Botox and fillers are pretty reg procedures these days and something we often discuss without batting an eyelid – not because it’s not a big deal, but because it’s so common. However, recently a colleague casually mentioned a procedure they were planning to have, which gave us a much more “Wtf?!” response. Literally, we had never heard of hairline-lowering surgery before, and we had just as many questions as you do on hearing that. Our initial response was, what the hell is that? Then, why?!

Our colleague, Carla, told us her forehead had always been an insecurity of hers: “For as long as I can remember I have hated how large my forehead was. My hair was always styled with a side fringe, I would never face the direction of the wind in case it exposed my forehead and I hated that I felt I could never just scrape my hair back off my face.”

Carla was beyond excited to fly to England and have forehead reduction surgery, as terrifying as that seemed to us!
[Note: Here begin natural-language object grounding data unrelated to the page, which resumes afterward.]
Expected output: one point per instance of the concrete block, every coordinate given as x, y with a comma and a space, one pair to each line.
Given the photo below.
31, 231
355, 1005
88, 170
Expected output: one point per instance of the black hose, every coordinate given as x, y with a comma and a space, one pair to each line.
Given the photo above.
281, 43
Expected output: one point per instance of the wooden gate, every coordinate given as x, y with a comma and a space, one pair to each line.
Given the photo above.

Naturally, we supported her decision (Carla was truly doing this surgery for herself, which is very important), and of course, we wanted the full scoop on her hairline-lowering operation, aka foreheadplasty. Carla said she would love to share her journey with us and was more than happy to take before and after pictures! So we’re telling you all about how forehead reduction surgery works with insights from Carla (now two months post-op) and her clinic, the London Bridge Plastic Surgery & Aesthetic Clinic, who shared all the details of the procedure with us.

We spoke to Carla’s doctor, Dr. Christopher Inglefield, who performed the hairline-lowering surgery, and we asked him all our burning questions about the surgery.

First of all, how far can you lower the hairline?

“This is something that varies from individual to individual. Factors that would contribute to how far we can advance the hairline include the laxity of the individual’s scalp, if the individual has ongoing/has had previous hair loss. As well as these factors, the patient’s individual goals and expectations are important,” Dr. Inglefield explained.